Luteyn and Neave were teamed together, and on January 5, 1942, after evening roll call, they were led to the saalhouse by the British escape officer Pat Reid and the Canadian Howard Wardle. Both prospective escapees were dressed in three sets of clothes: first civilian clothes, then German uniform, and finally their own uniform. Through the hole under the theatre, they were led to a tower in which they could reach the stairs to the guardroom. The two escapees had to wait a few minutes so that Reid and Wardle had time to return to the theatre and to camouflage all traces of this escape. Luteyn and Neave cleaned and checked their German uniforms and proceeded downstairs to the German guards. Several guards sprang to attention when "lieutenants" Luteyn and Neave passed them. They went to the park because passing the final guard at the gate required identification, which they did not have. The park, however, was lightly guarded, and there, they climbed the wall without many problems.
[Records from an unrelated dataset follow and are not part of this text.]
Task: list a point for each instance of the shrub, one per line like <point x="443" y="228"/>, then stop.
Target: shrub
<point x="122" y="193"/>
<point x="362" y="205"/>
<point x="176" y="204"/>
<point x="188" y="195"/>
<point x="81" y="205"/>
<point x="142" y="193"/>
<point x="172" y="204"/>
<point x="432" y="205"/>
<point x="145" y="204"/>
After passing the wall, they buried their German uniforms and went to Leisnig, where they took the early train to Leipzig. Targeting a cross into Switzerland via Hans Larive's Singen route, they had to wait for twelve hours before they could continue to Regensburg. To pass the time, they went to a local cinema. They reached Ulm through Regensburg and Augsburg: here they tried to buy a ticket to Engen, a village near Singen. The lady selling train tickets was suspicious and warned the local police. Luteyn and Neave were taken to the local police station and questioned. There, they told their cover story, as Dutchmen working for the Arbeitseinsatz The police only half-believed their story and brought them to the local Arbeitseinsatz building to check their story. They escaped that building and walked 40km to Biberach, where they took a train to Stockach from where they walked the final kilometres to Singen.

Travelling for three days and living on a few pieces of chocolate and sucking snowballs as drinking water, they were exhausted. They were discovered again by workers and fled and hid in an empty garden shack. There, they tried to sleep on a small bench. When they wanted to leave, they discovered that their shoes were frozen to the floor and so they had to defrost them with their breath. They took a spade and axe to look like local workers. On the evening of the fourth day, they reached the Swiss border. As a police car was checking the local border posts, they could clearly see them. They picked their position and decided to cross the border running. They shook hands and wished each other luck. Running with bleeding blisters and falling and stumbling through snow-covered holes, they reached the village of Ramsen, in Switzerland.

== Post-escape ==
After his successful escape, Luteyn wrote to Captain van den Heuvel about his escape and where to look out, all written in code. He went to Suriname, a Dutch colony at the time, and went to Australia to join the remainder of the Dutch East Indies army there. For his successful escape, Luteyn was awarded the Bronze Cross in 1943.
Airey Neave joined MI9 and became a famous Member of Parliament.
After the successful escape by Luteyn and Neave, another British-Dutch pairing (Hyde Thompson and Donkers) broke out successfully on 6 January 1942. They escaped from the castle but had the misfortune of being served by the same ticket-sales-woman as Luteyn and Neave had been in Ulm. They were arrested and returned to Colditz.